CRPF personnel U Tripathy of the E Company, 155 Bn gave up his life in the line of duty and so did five other officials who were deputed for poll duty at Tampi Primary School polling station in Chandel Assembly Constituency.
They laid down their lives just so that the people could exercise their franchise rights, defending the most fundamental tenet of democracy.
In as much as their deaths should have a salutary effect on all of us, the uncomfortable feeling that they might have laid down their lives just so that some voters who had sold their voting rights for monetary considerations could vote, refuses to go away.
The contradiction is eerie.
In many ways what happened at Chandel and at other places where poll related violence have been reported are nothing but an extension of the reality at the ground level.
It is a reflection of a culture where violence has become the lingua franca of quite a large number of people and the incredible part is, those who speak the language of violence can walk away with impunity ! Come to think about it, would the Chandel incident have occurred if only Delhi had the sincerity to seriously implement the cease fire ground rules ? The hands of the Union Home Ministry is stained with the blood of the six slain officials.
Delhi should bear the moral responsibility, but to the Government, the dead will be mere figures, cold statistics and while this is not the first such instance, the irony is the people do not seem to have learnt any lessons at all.
While the death of the officials on poll duty revealed the gory underside of the place, the overall culture of the people and officialdom became all that more prominent in the advertisements that appeared in the State dailies in the run up to the election.
The series of cautionary warnings or ultimatum issued by the election office to all employees to attend office/training programme ahead of the election was a perfect example of the prevailing work culture or lack of it here.

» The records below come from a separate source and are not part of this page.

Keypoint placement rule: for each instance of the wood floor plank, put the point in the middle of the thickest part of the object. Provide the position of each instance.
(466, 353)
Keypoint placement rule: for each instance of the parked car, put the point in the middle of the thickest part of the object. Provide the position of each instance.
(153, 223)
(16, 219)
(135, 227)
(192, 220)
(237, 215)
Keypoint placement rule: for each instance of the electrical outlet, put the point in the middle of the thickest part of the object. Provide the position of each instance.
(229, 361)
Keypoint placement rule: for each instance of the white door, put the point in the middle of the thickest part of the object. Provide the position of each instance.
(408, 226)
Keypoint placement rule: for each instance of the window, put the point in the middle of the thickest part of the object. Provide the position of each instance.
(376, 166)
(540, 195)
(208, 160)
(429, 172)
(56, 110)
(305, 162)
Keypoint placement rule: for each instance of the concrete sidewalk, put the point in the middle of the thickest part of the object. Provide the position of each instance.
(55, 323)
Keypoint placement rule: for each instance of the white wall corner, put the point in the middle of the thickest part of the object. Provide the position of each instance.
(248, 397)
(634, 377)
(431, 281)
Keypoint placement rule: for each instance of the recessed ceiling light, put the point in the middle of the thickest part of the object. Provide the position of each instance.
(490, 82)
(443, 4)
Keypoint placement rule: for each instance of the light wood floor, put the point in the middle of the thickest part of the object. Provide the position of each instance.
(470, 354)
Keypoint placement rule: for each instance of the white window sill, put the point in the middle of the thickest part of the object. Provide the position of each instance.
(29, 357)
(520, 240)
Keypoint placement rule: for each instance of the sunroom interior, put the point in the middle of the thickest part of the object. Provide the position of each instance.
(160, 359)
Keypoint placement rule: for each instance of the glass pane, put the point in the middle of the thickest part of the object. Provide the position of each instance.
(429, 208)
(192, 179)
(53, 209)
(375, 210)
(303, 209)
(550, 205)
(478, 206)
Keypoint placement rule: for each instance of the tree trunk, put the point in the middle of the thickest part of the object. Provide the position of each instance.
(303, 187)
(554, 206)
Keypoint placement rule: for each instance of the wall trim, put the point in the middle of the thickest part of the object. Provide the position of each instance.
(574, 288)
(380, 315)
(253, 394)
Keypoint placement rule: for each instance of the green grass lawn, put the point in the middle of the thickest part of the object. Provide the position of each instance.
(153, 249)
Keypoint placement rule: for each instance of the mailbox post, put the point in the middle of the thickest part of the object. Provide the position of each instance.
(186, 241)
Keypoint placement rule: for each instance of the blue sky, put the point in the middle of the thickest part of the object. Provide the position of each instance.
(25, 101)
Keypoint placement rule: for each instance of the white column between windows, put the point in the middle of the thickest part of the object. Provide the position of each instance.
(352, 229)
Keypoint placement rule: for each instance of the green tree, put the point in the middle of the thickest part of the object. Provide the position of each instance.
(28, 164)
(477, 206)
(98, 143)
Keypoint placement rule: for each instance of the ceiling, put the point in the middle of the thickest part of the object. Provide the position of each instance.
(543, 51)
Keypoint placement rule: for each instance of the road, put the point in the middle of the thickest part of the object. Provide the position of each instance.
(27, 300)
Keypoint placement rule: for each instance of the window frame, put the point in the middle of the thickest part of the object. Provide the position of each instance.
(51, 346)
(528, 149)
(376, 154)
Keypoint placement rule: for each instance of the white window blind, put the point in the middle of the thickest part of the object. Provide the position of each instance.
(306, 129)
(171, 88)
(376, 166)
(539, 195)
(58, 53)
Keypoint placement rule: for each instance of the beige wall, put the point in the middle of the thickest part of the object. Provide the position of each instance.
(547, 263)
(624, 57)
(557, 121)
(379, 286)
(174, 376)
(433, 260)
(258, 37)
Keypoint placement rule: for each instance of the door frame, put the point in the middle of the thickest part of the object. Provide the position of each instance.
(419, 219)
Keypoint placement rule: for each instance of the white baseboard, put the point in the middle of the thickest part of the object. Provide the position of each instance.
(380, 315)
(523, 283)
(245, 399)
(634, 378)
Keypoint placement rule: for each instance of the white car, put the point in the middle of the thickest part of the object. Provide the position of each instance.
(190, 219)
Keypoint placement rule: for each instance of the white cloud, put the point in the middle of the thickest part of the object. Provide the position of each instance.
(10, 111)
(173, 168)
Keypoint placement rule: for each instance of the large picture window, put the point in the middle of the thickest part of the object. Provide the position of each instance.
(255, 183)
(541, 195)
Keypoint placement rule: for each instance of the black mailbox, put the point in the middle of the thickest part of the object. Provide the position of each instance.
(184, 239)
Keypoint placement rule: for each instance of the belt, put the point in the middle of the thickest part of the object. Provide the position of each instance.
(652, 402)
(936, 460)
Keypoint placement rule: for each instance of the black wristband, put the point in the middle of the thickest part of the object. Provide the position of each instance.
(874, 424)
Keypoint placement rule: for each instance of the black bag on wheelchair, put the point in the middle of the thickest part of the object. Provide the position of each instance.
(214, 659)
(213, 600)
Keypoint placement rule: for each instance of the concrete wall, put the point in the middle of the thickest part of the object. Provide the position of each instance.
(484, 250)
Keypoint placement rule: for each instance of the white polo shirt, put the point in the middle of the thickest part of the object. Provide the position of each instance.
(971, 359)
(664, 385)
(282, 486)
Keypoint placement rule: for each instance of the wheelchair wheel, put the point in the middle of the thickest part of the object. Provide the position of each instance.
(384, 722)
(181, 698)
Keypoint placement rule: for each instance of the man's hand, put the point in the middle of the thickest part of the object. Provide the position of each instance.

The result was there for all to see on voting day when the queues moved at a snail's pace and in the seeming lack of professionalism inside the voting booth.
If these examples brought out the state of officialdom and where work culture figures in the priority list of the employees, then how did voting day reflect on the character of the people as a whole ? There were violence galore, arguments could be heard in all the lanes and bylanes of each Assembly Constituency and the talk centred around only one point-What is the amount that is being paid per voter but not a sound on the issues that matter.
It was not the people who set down the agenda for the candidates to follow or try to live up to.
None of the issues besetting the State and the people figured in any of the hot arguments that could be heard and seen in the by lanes.
It was not the character, not the qualification and not the antecedents of the candidates which mattered but how much money he or she has kept stashed away for distribution at the last minute.
'Poll analyses' went awry at the last moment in many Assembly Constituencies and not unsurprisingly the factor that influenced the last minute vote swing was money.
And to think that six officials deputed for polling duty had to lay down their lives to ensure that the voters could cast their vote and the tragedy becomes all that more chillingly real.
This is one character of the people that manifested itself on the day that we as a people sealed our fate for the next five years and more.
With close to 17 lakh people exercising their franchise rights and with 279 candidates in the fray, the EVMs have been sealed and secured, but repoll is expected in quite a few polling stations, once again underlining how far the culture of violence has penetrated into the social mores of the people.
Come March 6, the shape of a fresh dispensation would have emerged, and while it is a matter of speculation on whether the old faces will return overwhelmingly or not, it may not be altogether wrong to suppose that the people have once again failed to set the agenda for the future.
The selective amnesia is astounding.